Karşıyaka'nın sembol binalarından olan manevi değeri büyük Köşk, 30 Ekim 2020’de İzmir’de meydana gelen 6.9 büyüklüğündeki depremde hasar gördüğünden ve çökme riski olduğundan dolayı içindeki eşyalar çıkarılarak ziyarete kapatılıp tadilata alındı. Restorasyon çalışmalarının altı ay içinde tamamlanması bekleniyor. İzmirliler bu anneler gününde de Türk ulusu için ayrı bir değer taşıyan ve oğlu ‘Sarı Mustafa’nın İzmir’e emanet ettiği Zübeyde Ana’nın son günlerini geçirdiği bu anı evi müzeyi ziyaret edemeyecek.
ANNELİK, KORUMA VE SEVGİ SEMBOLLERİNİN TEMSİLCİSİ; MERYEM ANA
İncil ile Kur-an'da önemli ve kutsal bir varlık olarak kabul edilen İsa Peygamber’in annesi Hz. Meryem, tıpkı Zübeyde Ana gibi, yaşamı zorluklar içinde geçen, oğluna hasret yaşayan, hatta oğlunun çarmıha gerilmesiyle ölümüne ardından da dirilişine şahit olan, yaşadığı toprakları terk etmek zorunda kalan güçlü bir kadın ve anne. Hristiyanlık’ta ilk konsillerden itibaren yüceltilen ve değer verilen Hz. Meryem, kutsallık ve cennetle de ilişkilendirilerek, annelik ve korumanın yanı sıra sevgiyi sembolize ediyor. Kur'an'da adı doğrudan telaffuz edilen tek kadın olan Hz. Meryem’ın ismi kitaptaki 19. Sure’de de ‘Meryem Suresi’ olarak geçiyor. Hristiyanlık’ta da İncil’de birçok yerde mucizelerinden bahsedilerek İsa'nın doğumundan sonra onun büyümesine ve yetişmesine yardımcı olan sevgi dolu bir anne olarak tasvir ediliyor.

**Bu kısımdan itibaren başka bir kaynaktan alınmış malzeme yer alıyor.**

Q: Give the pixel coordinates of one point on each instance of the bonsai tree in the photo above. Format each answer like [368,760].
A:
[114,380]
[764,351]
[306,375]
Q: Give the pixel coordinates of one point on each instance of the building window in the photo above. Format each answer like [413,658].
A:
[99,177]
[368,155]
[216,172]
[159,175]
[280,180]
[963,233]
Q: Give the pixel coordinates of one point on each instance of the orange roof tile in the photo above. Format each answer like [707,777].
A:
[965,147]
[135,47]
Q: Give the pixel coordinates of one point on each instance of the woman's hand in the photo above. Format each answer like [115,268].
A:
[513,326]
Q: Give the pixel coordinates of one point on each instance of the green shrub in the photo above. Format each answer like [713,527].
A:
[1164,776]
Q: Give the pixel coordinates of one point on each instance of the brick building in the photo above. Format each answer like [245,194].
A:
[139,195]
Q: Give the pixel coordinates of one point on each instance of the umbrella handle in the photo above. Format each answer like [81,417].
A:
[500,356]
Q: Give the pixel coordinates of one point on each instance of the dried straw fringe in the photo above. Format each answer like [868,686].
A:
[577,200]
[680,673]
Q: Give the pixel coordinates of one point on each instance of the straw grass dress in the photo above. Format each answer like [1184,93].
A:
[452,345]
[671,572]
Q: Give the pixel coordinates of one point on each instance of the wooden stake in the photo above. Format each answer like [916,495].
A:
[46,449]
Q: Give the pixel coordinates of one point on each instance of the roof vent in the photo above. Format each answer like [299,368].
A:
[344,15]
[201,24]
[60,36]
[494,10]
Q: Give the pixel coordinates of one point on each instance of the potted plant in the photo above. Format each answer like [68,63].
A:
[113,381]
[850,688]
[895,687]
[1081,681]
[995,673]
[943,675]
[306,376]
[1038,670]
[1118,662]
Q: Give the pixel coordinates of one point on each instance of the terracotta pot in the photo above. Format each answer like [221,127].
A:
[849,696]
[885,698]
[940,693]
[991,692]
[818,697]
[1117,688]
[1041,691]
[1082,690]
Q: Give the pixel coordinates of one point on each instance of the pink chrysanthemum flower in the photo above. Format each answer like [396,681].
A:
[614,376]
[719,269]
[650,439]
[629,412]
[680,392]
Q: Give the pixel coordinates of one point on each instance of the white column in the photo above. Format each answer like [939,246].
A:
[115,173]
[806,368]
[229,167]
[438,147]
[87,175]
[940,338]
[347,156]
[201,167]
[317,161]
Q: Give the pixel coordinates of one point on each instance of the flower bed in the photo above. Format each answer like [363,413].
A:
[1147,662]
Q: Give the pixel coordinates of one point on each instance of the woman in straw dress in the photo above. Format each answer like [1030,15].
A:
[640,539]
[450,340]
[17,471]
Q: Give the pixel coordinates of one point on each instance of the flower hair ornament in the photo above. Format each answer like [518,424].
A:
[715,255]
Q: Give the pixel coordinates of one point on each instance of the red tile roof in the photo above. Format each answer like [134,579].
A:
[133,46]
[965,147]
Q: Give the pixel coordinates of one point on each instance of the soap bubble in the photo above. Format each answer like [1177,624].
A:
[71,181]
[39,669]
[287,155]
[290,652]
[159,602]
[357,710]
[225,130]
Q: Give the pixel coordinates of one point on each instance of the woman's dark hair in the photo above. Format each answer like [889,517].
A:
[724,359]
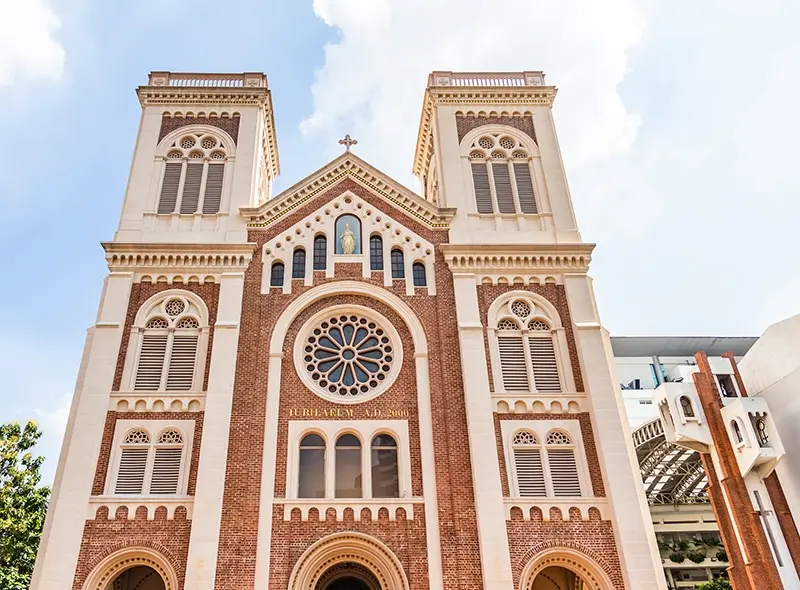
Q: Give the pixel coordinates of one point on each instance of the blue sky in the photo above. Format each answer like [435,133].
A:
[677,121]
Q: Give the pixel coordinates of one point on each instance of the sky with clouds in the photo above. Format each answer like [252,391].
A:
[677,121]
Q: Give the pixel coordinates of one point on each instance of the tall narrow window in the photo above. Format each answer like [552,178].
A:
[168,351]
[348,467]
[276,275]
[562,464]
[511,173]
[312,467]
[398,264]
[385,477]
[299,264]
[375,253]
[528,466]
[418,272]
[320,253]
[193,176]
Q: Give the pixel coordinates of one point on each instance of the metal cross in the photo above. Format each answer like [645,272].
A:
[348,142]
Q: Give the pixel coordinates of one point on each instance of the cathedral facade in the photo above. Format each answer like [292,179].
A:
[349,384]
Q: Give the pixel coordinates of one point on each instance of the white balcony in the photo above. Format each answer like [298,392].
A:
[682,415]
[753,434]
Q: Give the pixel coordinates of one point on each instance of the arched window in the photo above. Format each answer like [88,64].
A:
[156,468]
[169,345]
[193,175]
[312,467]
[320,253]
[276,275]
[418,272]
[299,264]
[687,407]
[348,467]
[501,175]
[528,467]
[562,464]
[398,264]
[526,348]
[385,477]
[375,253]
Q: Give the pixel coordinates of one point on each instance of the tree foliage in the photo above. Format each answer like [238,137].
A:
[23,504]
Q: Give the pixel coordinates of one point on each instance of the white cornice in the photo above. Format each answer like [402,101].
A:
[183,258]
[514,96]
[532,258]
[350,166]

Adına birçok kilise, katedral ve tapınak adanan, ikonaları kiliselerin duvarlarını süsleyen oğlu İsa gibi göğe yükseldiğine inanılan Hristiyanlık inancında önemli ve kutsal bir yere sahip Meryem Ana adına özel anma ve kutlama günleri de düzenleniyor.

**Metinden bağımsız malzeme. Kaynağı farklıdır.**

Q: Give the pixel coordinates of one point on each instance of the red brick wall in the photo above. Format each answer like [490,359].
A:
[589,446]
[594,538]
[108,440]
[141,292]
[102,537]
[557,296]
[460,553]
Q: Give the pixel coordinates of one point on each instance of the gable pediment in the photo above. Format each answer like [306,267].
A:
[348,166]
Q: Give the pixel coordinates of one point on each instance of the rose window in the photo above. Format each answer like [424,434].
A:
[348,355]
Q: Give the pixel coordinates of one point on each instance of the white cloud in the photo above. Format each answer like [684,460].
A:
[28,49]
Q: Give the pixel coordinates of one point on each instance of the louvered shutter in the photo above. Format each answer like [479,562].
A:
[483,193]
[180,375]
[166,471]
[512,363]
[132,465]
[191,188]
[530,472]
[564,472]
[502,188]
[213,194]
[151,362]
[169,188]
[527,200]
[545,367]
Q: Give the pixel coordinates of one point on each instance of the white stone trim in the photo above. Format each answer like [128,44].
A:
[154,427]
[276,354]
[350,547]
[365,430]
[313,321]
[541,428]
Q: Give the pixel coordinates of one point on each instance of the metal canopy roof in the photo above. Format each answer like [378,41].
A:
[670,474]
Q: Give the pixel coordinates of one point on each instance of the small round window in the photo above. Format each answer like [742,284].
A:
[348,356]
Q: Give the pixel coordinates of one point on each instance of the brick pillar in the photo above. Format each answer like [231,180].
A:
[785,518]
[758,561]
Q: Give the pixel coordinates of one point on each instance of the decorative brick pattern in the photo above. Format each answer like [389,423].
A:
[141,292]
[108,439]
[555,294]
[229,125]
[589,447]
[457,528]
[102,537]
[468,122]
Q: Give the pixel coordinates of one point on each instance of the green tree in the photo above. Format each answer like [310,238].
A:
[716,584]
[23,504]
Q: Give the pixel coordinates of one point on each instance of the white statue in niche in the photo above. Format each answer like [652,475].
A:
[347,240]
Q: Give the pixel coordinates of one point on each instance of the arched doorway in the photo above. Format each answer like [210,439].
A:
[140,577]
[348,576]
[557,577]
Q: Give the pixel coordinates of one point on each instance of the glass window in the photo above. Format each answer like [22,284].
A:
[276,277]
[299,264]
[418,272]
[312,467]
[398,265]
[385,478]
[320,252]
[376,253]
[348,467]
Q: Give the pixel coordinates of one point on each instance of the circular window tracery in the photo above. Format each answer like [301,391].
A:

MÜSLÜMAN VE HRİSTİYANLARIN ORTAK BULUŞMA NOKTALARINDAN
“Kutsal Anne" olarak görülen Hz. Meryem, Hristiyanlık inancında Tanrı’nın vücut bulmasına veya “Söz”ün bedenleşmesine vesile olması açısından yüceltilir, azize kabul edilir ve ibadetlerde Tanrı’ya ulaşmada bir aracı gibi görülür. Ayrıca düşmanlara ve şeytanlara karşı da koruyucu bir özelliğinin olduğu kabul edilerek VII. yüzyıldan itibaren Hristiyan marşlarında “Orduların Generali" olarak ifade edilir, sancaklara işlenen Meryem simgesinin savaşlarda zafer kazandıracağına inanılır. Ortodoks Kiliselerinde “Mater Deu” yani “Tanrı annesi” veya “Teotokos” yani Tanrı’yı taşıyan” diye hitap edilen Hz. Meryem, İslam kültüründe de İsa’yı doğuran kutsal bir varlık olarak derin bir saygıyla anılır. Hz. Meryem, Müslüman ve Hristiyanları birbirlerine yaklaştıran, ortak buluşma noktalarından olan kutsal bir varlık.

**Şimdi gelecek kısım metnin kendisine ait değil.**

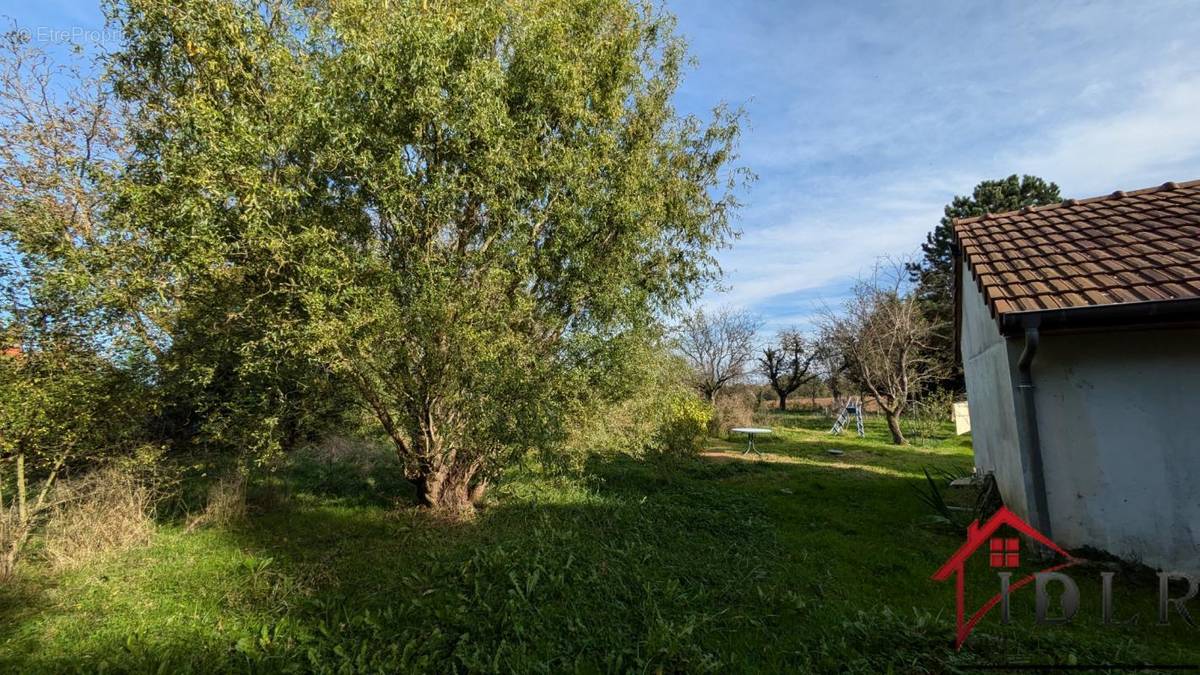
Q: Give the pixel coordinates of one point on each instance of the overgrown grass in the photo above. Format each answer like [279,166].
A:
[805,562]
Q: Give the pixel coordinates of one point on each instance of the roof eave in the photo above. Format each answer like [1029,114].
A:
[1093,317]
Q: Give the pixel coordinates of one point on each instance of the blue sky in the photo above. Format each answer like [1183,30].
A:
[867,118]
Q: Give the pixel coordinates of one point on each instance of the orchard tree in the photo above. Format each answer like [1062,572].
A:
[787,364]
[934,274]
[885,338]
[719,347]
[469,211]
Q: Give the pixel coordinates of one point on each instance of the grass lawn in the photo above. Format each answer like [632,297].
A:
[803,561]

OĞLU İSA’NIN ÇARMIHA GERİLMESİNE ÇARESİZCE TANIK OLUR
İbrani asıllı olup Davut peygamberin soyundan gelen Hz. Meryem, Cebrail tarafından, Tanrı’nın lütfuna eriştiği ve bir oğul doğuracağı bilgisi verilince, “Ben Rab'bin kuluyum…bana dediğin gibi olsun” diyerek, Tanrı’nın hikmetiyle Nasıra’da hamile kaldığı İsa’yı, Beytlehem’de dünyaya getirir. İsa büyüyünce ve öğretilerine başlayınca, her zaman yanında olduğu oğlunun bu misyonuna da destek verir ve Hristiyanlığa ilk inananlardan biri olur. İsa’nın mucizelerine ve öğretilerine tanıklık eder. Oğlunun Hristiyanlık üzerine vaazleri devam ederken bundan rahatsız olan Yahudi din adamlarının tahrikiyle Romalılar tarafından Kudüs’te işkence edilip çarmıha gerilişini göz yaşları içinde çaresizce izlemek zorunda kalır. Henüz daha 33 yaşındaki oğlunun çarmıhta son nefesini vermeden önce de kendisini havarilerinden Aziz Yuhanna’ya emanet etmesini yüreğinde buruk bir acıyla kabullenir. Çarmıhta can veren oğlunun cansız bedeni karşısında bir annenin yaşayabileceği en derin acıları yaşar. Çarmıhtan indirilip bir mağaraya gömülen oğlunun mezarını ziyarete gittiğinde ise İsa’nın mezardan çıkıp dirildiğine şahit olur ve bu kez sevinç ve mutluluk gözyaşları döker. Bu mutlu günden itibaren Hz. İsa’nın Tanrı katına yükselişine dek geçen 40 günlük süre ise oğlunu görüp, sarılabildiği, onunla zaman geçirebildiği son günlerdir.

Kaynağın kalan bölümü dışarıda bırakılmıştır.